Charlotte Figi, the young daughter of Matt and Paige Figi of Colorado, was born with a rare form of epilepsy that caused her to have intense seizures starting when she was 3 months old. Dravet Syndrome, as the condition is known, is an extremely rare genetic disorder that causes young children to suffer from intense, repetitive seizures.

The Figi family frantically searched for a treatment, eventually taking the advice of a Dravet specialist and placing Charlotte on a speciality diet designed to control her seizures. While it initially worked, it caused a series of harmful side effects such as bone loss, and ceased to work after two years.

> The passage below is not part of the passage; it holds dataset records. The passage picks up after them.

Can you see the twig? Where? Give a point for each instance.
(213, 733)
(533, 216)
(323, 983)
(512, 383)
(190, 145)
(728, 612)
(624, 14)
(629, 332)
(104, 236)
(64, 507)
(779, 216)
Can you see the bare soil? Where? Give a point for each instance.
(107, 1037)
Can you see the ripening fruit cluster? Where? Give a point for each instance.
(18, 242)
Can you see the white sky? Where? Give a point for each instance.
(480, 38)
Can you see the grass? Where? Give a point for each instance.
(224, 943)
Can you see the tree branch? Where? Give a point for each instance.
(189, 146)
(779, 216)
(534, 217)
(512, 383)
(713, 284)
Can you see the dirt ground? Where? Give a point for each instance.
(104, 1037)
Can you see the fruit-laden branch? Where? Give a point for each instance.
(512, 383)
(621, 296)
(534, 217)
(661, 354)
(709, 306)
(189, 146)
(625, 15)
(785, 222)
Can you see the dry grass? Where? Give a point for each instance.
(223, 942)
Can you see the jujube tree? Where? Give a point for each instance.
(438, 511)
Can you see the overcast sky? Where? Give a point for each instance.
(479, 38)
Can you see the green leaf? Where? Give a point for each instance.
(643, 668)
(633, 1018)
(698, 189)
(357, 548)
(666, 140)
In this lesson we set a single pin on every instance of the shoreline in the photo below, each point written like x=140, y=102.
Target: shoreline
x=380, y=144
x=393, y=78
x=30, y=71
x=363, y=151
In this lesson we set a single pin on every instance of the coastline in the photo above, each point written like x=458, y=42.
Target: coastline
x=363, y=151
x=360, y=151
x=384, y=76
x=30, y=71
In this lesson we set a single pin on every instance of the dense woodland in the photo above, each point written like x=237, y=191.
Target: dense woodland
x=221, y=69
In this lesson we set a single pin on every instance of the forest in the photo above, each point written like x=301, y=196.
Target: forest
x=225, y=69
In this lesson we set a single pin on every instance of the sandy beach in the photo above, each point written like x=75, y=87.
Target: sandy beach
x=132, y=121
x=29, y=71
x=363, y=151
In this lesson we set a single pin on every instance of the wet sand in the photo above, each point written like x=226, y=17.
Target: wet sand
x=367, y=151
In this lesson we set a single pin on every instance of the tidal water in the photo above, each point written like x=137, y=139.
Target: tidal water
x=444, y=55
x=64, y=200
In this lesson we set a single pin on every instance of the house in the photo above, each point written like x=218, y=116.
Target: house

Just as the Figis were out of options and terrified for their daughter's life, Colorado voters approved an amendment that required the state to set up a medical marijuana registry. The drug was approved for the treatment of only 8 conditions, one of which was chronic seizures. Charlotte's father did extensive research and found other cases where Dravet was being treated with cannabis with success.

After months of hearing no from doctors, the Figis were finally able to find two who signed off on the treatment after meeting with the family and examining Charlotte (Colorado state laws require the two signatures).

Once they began the treatment Charlotte did not suffer a seizure for 7 days, when she had been suffering up to 300 a week (that is not a typo). The Figis continued the treatment with some help from sympathetic dispensary owners and Charlotte began to flourish, learning not only to walk, but also how to ride a bike and speak, although that is still a work in progress.

Many people probably view the treatment merely as getting a child high. Those people could not be more off base in their assumptions. Charlotte is treated with two drops of cannabis oil in her food per day, and the strain being used has an extremely low THC content.

While Charlotte's treatment may not work for every case of Dravet or similar conditions, the reward far outweighs the risk. Matt Figi, in response to the treatment's effectiveness, asked "My thought now is, why were we the ones that had to go out and find this cure? This natural cure? How come a doctor didn't know about this? How come they didn't make me aware of this?"

Well Matt, now the world will know.

[kudos to CNN for the original story]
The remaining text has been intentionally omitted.